How the heck did I miss that!! My wife has Spring break that week and I can get a Sunday off...could be a road trip to Eagan and Choo Choo Bob!!:thumbsup:


----------



## THEROCKLAKER.R. (Jan 2, 2013)

There is a show April 6th at Century college in White Bear Lake and a 2 day show April 20 and 21st in Randoplh.
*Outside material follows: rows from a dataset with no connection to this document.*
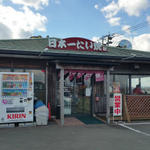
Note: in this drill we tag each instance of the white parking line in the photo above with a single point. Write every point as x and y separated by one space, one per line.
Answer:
132 129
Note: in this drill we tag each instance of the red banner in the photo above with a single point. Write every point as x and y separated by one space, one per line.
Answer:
80 44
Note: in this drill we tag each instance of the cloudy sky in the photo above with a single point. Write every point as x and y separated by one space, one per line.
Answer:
92 19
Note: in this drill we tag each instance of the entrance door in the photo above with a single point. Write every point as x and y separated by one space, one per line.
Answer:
79 93
81 96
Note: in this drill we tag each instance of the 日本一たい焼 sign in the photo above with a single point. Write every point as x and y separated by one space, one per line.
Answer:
80 44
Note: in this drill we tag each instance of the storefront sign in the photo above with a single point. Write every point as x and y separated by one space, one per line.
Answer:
117 104
16 116
80 44
99 75
116 87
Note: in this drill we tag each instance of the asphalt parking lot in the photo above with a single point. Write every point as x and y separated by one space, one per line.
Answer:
54 137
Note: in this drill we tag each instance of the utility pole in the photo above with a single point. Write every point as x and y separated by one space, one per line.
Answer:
107 39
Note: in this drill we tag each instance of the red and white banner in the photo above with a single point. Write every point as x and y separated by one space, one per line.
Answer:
76 44
117 104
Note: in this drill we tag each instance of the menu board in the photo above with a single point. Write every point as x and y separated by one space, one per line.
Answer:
14 85
16 97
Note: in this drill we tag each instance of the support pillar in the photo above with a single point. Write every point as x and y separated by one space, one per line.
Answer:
61 89
108 97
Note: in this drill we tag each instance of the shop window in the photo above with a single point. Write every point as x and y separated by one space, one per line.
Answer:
119 83
5 70
39 84
19 70
142 82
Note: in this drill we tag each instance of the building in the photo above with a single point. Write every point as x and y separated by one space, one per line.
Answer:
77 74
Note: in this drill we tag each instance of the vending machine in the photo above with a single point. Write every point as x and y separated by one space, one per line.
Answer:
16 97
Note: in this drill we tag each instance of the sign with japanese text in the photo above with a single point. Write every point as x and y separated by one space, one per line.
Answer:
117 104
80 44
99 75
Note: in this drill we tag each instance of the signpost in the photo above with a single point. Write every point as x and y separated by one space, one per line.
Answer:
77 44
117 105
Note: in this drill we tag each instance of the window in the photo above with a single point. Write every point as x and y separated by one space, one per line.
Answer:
143 81
39 84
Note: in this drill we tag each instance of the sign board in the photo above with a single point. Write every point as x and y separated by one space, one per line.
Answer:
117 104
16 97
116 87
77 44
99 75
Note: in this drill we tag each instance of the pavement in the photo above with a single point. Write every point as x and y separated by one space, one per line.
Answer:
89 137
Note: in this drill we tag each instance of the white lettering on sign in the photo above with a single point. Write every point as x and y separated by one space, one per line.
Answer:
117 104
16 116
62 44
75 44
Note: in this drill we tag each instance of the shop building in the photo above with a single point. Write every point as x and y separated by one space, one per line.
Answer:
79 76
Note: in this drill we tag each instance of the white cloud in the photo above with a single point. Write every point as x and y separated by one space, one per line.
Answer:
96 6
133 7
57 1
114 21
148 19
20 24
142 42
37 4
110 10
126 28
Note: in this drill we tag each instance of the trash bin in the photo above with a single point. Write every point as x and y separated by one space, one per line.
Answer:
58 112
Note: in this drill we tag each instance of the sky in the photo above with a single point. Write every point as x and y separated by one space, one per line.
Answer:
90 19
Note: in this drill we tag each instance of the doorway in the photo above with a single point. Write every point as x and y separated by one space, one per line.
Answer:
80 91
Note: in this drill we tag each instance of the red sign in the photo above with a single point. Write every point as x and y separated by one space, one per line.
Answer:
117 105
99 75
16 116
80 44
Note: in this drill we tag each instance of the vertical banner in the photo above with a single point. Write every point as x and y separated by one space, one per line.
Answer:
99 76
117 104
116 87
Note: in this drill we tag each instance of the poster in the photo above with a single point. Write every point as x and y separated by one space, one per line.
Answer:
117 104
116 87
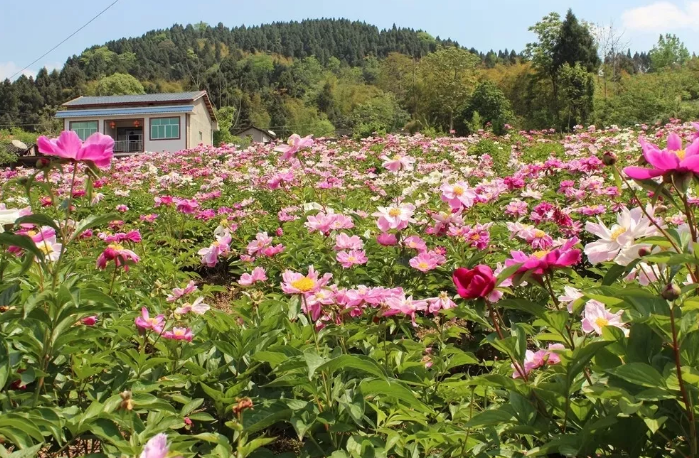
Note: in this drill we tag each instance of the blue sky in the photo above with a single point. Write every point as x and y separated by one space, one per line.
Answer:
32 27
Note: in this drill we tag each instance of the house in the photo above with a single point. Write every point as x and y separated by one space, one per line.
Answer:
149 122
258 135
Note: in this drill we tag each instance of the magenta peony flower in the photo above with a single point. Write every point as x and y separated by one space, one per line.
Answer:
474 283
673 159
387 239
258 275
545 261
97 149
145 322
179 334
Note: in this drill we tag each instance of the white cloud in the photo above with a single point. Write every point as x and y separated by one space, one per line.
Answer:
7 69
662 16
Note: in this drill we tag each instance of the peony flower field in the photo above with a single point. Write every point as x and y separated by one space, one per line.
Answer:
532 294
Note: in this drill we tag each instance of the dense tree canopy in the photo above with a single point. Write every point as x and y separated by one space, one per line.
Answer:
338 76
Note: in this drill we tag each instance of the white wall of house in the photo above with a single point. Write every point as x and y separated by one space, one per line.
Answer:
200 126
149 144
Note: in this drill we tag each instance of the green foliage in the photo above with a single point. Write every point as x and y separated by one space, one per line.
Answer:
669 52
226 120
488 104
575 45
119 84
379 114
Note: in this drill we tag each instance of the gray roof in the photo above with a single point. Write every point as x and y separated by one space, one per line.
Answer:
134 99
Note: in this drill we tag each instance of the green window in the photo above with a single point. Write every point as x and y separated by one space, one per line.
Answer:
84 128
164 128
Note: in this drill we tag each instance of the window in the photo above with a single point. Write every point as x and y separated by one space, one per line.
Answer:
84 128
164 128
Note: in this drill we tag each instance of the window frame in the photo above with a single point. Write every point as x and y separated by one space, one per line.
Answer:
96 121
179 129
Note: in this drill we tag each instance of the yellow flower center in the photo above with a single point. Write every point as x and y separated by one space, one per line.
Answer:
616 233
45 248
303 284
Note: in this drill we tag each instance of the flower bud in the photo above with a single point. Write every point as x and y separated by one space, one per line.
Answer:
671 292
609 158
643 251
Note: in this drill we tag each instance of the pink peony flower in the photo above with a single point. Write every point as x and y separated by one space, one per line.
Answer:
294 144
416 243
97 149
387 239
145 322
345 242
535 360
89 320
673 159
398 162
258 275
179 334
474 283
426 261
545 261
297 283
117 253
198 307
596 317
396 218
441 302
209 256
179 292
458 195
348 259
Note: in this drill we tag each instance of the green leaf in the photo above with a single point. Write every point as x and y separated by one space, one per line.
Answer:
359 362
639 374
90 222
21 241
313 361
491 418
38 219
392 389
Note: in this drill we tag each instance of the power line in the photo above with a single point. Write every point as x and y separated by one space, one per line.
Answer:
67 38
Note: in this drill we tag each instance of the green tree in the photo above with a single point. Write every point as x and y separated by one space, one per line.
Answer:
448 77
577 95
227 117
542 52
575 45
380 114
119 84
491 105
669 52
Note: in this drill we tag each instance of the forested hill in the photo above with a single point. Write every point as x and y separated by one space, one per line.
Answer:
335 76
349 41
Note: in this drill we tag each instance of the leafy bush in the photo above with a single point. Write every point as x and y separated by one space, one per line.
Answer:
398 296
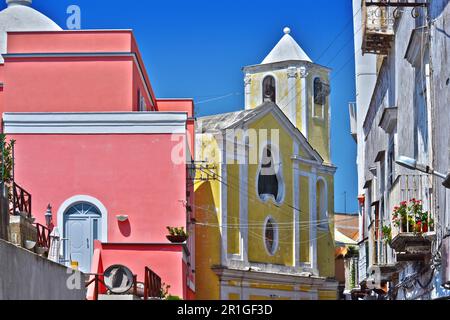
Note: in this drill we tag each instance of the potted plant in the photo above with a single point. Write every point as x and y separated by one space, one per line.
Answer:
177 235
387 234
410 217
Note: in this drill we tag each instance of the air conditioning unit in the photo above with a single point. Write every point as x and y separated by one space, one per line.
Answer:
445 272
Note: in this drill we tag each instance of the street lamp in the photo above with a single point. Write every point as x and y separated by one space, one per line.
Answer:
413 165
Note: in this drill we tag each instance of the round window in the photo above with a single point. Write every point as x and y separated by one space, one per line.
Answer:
270 236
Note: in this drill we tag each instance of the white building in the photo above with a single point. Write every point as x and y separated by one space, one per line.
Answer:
401 109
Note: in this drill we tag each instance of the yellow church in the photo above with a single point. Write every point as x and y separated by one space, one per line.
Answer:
264 193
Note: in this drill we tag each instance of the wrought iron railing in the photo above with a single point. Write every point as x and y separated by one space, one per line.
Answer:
377 27
152 284
43 236
405 189
21 201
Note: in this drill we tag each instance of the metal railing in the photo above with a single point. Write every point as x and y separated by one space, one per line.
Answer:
353 119
21 201
43 236
404 189
351 273
378 28
152 284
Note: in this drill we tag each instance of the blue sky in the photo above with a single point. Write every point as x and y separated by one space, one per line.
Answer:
197 49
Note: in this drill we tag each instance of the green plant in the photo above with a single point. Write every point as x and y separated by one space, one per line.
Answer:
164 291
7 158
180 232
410 216
387 234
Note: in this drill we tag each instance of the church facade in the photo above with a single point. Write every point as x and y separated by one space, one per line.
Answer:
265 183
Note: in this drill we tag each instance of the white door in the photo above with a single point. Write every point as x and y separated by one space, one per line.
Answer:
81 227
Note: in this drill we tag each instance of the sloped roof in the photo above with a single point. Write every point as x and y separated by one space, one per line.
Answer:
286 49
20 16
224 121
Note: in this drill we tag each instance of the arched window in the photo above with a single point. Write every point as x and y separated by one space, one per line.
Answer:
269 89
321 92
271 236
82 227
269 176
322 204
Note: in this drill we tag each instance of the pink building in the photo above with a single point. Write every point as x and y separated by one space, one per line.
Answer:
95 142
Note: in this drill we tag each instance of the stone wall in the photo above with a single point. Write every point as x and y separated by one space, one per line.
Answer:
27 276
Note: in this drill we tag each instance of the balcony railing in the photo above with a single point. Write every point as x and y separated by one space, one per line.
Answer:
378 28
410 230
351 273
21 201
353 120
43 236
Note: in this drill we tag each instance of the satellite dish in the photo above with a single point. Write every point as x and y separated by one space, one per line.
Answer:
118 279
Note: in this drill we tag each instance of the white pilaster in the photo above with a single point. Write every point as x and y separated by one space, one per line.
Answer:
243 201
304 92
247 88
296 213
292 94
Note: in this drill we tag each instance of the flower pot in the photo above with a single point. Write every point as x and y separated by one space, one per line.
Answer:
177 239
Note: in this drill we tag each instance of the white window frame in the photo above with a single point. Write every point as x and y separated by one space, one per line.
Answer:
275 236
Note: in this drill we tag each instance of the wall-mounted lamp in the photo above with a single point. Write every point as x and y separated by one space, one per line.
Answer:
122 217
48 216
412 164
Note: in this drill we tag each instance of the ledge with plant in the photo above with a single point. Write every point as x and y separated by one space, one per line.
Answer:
177 234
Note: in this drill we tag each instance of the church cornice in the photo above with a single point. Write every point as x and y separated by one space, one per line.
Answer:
284 65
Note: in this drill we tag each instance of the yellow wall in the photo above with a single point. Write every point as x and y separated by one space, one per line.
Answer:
208 212
318 133
207 234
258 211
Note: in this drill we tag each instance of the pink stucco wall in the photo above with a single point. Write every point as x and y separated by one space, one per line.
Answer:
130 174
164 259
146 186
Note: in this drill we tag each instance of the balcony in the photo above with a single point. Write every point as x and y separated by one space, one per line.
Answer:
21 201
353 118
378 28
412 219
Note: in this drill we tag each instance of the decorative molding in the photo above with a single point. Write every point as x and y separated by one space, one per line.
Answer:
87 55
388 120
292 72
303 72
95 123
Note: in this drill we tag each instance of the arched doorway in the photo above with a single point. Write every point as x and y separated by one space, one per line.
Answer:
82 226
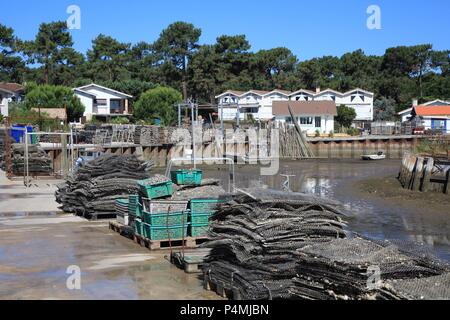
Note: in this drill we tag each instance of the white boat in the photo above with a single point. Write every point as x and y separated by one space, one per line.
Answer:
379 156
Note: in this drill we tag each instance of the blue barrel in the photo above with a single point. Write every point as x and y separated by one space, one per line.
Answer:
17 132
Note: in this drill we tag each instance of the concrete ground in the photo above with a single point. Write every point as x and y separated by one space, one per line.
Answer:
38 245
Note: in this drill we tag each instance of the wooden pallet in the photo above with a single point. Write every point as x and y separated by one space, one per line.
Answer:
123 230
188 242
98 216
221 288
191 261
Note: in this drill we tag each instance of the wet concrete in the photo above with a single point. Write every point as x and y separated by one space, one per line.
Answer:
36 248
377 205
35 252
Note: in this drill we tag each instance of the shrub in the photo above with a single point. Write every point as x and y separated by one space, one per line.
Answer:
48 96
158 103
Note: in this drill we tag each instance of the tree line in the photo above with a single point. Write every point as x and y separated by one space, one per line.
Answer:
177 60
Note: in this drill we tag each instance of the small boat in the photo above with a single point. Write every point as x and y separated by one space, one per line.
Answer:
379 156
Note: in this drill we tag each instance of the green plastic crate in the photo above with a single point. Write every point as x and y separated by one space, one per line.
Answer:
186 177
198 230
134 206
156 191
164 206
204 205
139 227
162 233
199 218
164 219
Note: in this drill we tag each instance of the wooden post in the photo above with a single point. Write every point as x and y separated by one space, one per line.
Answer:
418 173
427 174
447 182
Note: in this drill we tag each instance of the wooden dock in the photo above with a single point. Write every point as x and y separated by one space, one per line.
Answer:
422 173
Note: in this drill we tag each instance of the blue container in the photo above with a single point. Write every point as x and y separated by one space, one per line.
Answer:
18 134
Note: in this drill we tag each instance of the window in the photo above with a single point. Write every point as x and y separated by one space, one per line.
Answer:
317 121
306 120
249 110
101 102
114 106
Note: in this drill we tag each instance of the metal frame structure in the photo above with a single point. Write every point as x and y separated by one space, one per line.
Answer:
26 162
231 171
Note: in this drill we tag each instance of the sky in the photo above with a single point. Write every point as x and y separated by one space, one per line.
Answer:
309 28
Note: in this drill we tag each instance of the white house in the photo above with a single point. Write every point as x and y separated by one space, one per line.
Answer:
433 117
9 92
259 103
102 102
312 116
406 114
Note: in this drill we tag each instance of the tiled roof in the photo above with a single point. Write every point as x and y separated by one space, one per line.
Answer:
280 108
432 110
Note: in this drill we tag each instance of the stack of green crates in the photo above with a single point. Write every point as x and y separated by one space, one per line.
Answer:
155 191
201 211
134 207
161 223
187 177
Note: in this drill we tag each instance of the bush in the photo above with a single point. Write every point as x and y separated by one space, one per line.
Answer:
158 103
20 114
120 120
352 131
48 96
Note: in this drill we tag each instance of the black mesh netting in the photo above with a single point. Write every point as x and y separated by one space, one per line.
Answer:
274 245
93 188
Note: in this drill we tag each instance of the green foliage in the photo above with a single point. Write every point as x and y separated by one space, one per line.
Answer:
345 116
158 103
120 120
20 114
107 60
352 131
175 46
317 133
177 60
52 50
11 65
130 86
432 147
49 96
385 109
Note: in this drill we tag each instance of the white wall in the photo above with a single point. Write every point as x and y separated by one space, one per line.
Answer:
326 123
4 107
362 103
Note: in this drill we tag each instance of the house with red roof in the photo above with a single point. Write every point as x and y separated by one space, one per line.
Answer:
433 116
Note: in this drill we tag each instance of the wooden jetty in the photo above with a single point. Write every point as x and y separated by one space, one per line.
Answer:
424 173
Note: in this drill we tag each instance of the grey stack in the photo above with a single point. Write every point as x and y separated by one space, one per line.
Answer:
92 190
278 245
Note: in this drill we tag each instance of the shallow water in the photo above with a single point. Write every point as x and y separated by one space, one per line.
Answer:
371 216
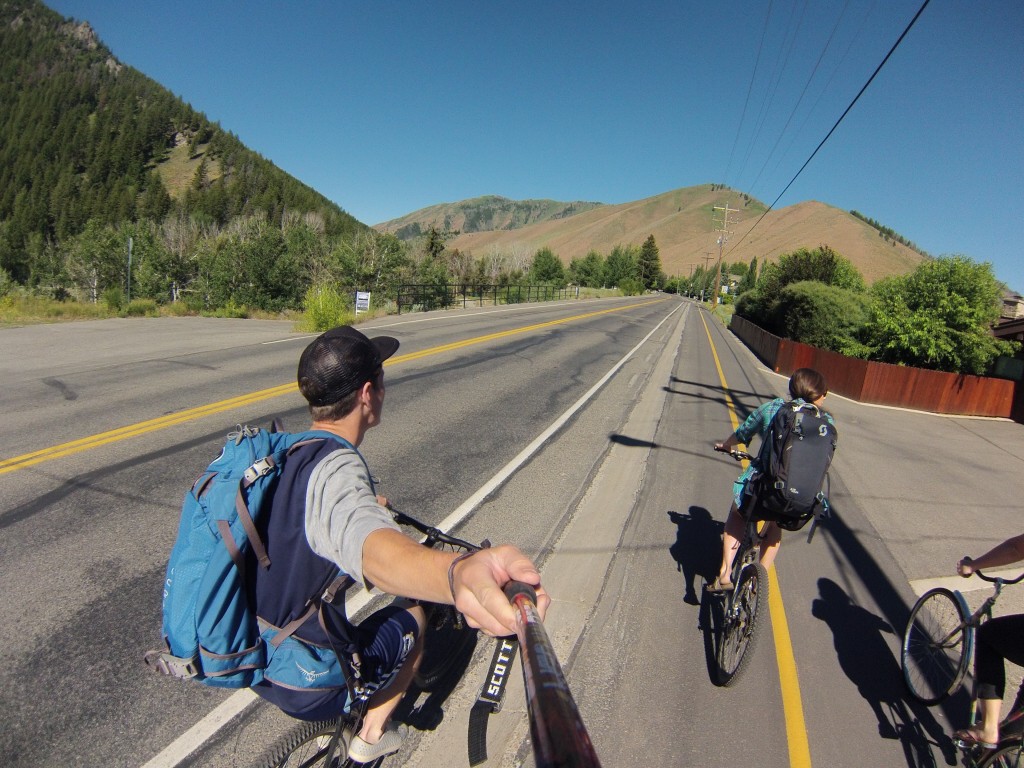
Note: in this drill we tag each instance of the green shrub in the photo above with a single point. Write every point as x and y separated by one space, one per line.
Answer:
821 315
230 309
631 287
177 309
114 298
325 308
141 308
I will have a table at St. Cloud my store is Almost Too Many Trains


----------



## WaltP (Jan 21, 2013)

THEROCKLAKE said:


> There is a show April 6th at Century college in White Bear Lake and a 2 day show April 20 and 21st in Randoplh.
> 
> I will have a table at St. Cloud my store is Almost Too Many Trains


Century College is a flea market.
GRVS will be at the following shows with layouts over the next couple months:
April 13, 2013 - Granite City Train Show - St Cloud, MN
April 13-14, 2013 - Happy Grandparents - Menomonie, WI
April 20-21, 2013 - Randolph Railroad Days - Randolph, MN
May 11, 2013 - Minnesota Fairgrounds Show * - St Paul

See GRVS Site for a list of shows we'll be at.


----------